Y acaso el narrador, tras contar las peripecias de esa ceremonia, relate a los oyentes algunas peculiaridades de otros ritos, de las competiciones que tú, el guerrero vencido, evocas ahora mientras las nubes recorren el cielo estrellado: aquellos juegos de la mocedad, los corros de lucha, las carreras, los bolos.
Tú nunca tuviste pericia para la lucha cuerpo a cuerpo, pero eras hábil con las bolas y una vez venciste al pueblo de la otra orilla en la carrera.

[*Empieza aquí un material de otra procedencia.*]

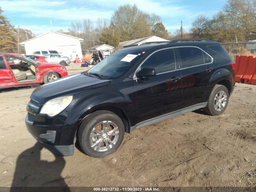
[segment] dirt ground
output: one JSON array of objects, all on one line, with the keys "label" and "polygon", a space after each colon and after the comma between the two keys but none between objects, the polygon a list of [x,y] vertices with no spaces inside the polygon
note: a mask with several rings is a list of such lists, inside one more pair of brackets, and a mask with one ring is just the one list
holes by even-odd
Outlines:
[{"label": "dirt ground", "polygon": [[126,133],[101,158],[79,148],[55,156],[36,142],[24,121],[35,88],[0,93],[1,186],[256,186],[256,86],[237,83],[220,116],[198,110]]}]

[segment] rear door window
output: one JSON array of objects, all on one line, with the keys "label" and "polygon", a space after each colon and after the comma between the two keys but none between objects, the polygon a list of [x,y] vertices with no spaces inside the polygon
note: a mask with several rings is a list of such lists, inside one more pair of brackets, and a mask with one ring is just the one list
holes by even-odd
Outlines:
[{"label": "rear door window", "polygon": [[161,50],[153,54],[144,62],[141,69],[154,69],[157,73],[175,70],[175,58],[173,49]]},{"label": "rear door window", "polygon": [[2,56],[0,56],[0,69],[6,69],[5,63],[4,60],[4,58]]},{"label": "rear door window", "polygon": [[181,59],[182,68],[204,64],[202,50],[196,47],[178,48]]}]

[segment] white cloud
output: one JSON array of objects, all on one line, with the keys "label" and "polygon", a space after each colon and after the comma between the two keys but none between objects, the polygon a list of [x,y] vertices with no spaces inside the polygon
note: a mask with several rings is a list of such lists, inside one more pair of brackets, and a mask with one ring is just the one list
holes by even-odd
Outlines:
[{"label": "white cloud", "polygon": [[[68,28],[67,26],[53,26],[52,28],[51,27],[49,22],[49,25],[21,25],[21,26],[28,29],[30,30],[35,33],[39,35],[42,33],[43,33],[52,30],[55,31],[57,31],[60,29],[62,29],[64,31],[67,31]],[[15,26],[16,28],[18,26]]]},{"label": "white cloud", "polygon": [[[47,0],[40,1],[38,0],[0,0],[0,5],[5,12],[8,12],[12,16],[17,16],[22,18],[24,20],[22,23],[26,23],[28,27],[24,27],[25,28],[35,32],[46,32],[51,30],[51,27],[49,24],[43,27],[40,25],[40,23],[35,23],[35,19],[43,18],[49,21],[55,19],[61,21],[62,24],[60,25],[62,26],[59,27],[56,26],[57,24],[53,22],[54,28],[58,29],[62,27],[63,30],[67,31],[72,21],[89,18],[95,24],[98,18],[110,19],[115,10],[119,6],[127,4],[135,4],[139,8],[145,12],[155,13],[160,15],[166,29],[171,32],[180,28],[180,22],[181,20],[184,21],[184,28],[189,28],[190,25],[188,24],[190,24],[198,14],[201,13],[196,12],[196,11],[191,7],[184,5],[185,3],[180,2],[180,1],[174,0],[164,0],[161,2],[154,0],[108,0],[90,2],[85,2],[84,0],[75,1],[54,0],[52,2]],[[63,22],[66,22],[66,25],[63,24]],[[45,23],[44,24],[45,25]],[[44,27],[45,28],[44,29]]]}]

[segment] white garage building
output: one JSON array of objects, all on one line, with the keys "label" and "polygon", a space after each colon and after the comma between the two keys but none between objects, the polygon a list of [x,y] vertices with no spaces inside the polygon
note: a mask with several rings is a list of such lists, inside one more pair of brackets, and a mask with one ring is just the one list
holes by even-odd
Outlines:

Aquí el narrador entenebrecerá sin duda la voz: todos los jinetes eran expertos, pero tú pesabas entonces muy poco y montabas el caballo más veloz de la gente, el caballo que solía usar el tío-señor-tío, que era de tu madre. Ahora mismo sientes entre tus piernas su galope. En las plumas del gallo, que era un gallo multicolor, se encendía el sol poniente como haciendo honor a los valles occidentales de donde el gallo procedía. Llegaste el primero y, aunque temías no acertar, tu mano encontró con precisión la cabeza del gallo que colgaba y la arrancó de un tirón desesperado, ayudado por el ímpetu de la carrera: el gallo expiró entre violentos aletazos y su sangre se esparcía por el aire, mientras todos te aclamaban.
Todas estas ensoñaciones te deparan un calor suave que mantiene a la muerte todavía a unos pasos de ti: pero la sabes ahí, agachada en lo oscuro, preparada en su mano la hoz con que ha de segar el tallo de tu vida.

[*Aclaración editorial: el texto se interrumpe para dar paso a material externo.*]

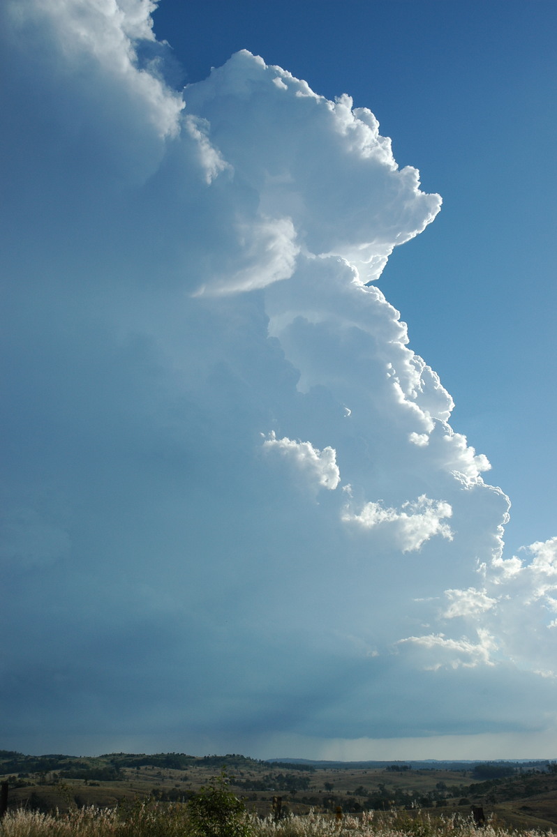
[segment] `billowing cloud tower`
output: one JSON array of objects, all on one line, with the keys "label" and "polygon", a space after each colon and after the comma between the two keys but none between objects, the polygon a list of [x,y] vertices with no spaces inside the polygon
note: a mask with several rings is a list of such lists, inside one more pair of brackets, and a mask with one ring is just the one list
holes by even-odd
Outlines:
[{"label": "billowing cloud tower", "polygon": [[183,96],[152,8],[2,13],[7,746],[554,728],[557,539],[374,284],[441,198],[246,51]]}]

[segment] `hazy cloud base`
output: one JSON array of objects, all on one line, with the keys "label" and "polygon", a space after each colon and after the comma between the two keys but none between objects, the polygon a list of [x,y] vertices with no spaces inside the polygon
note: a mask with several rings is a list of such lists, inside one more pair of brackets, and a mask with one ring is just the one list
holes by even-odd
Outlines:
[{"label": "hazy cloud base", "polygon": [[245,51],[183,98],[153,8],[2,12],[3,740],[554,742],[557,538],[503,556],[508,498],[366,284],[441,198]]}]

Y, sin embargo, no es este un momento de tristeza, porque estás viéndote alegre, vencedor, en el momento en que un bardo relata tu historia a otros oídos atentos, respetuosos. El narrador no ha llegado todavía a los sucesos tristes. No hay humedad en los ojos, que ahora sólo reflejan, con las llamas, la fruición de los oyentes.
Tú eres la materia de una historia que alguien está contando, de una historia gloriosa, el motivo sobre el que se urden y entretejen los adornos de un relato, y tú mismo te complaces en contártela ahora como si fuese ajena, como si no la recordases, como si la conocieses por primera vez.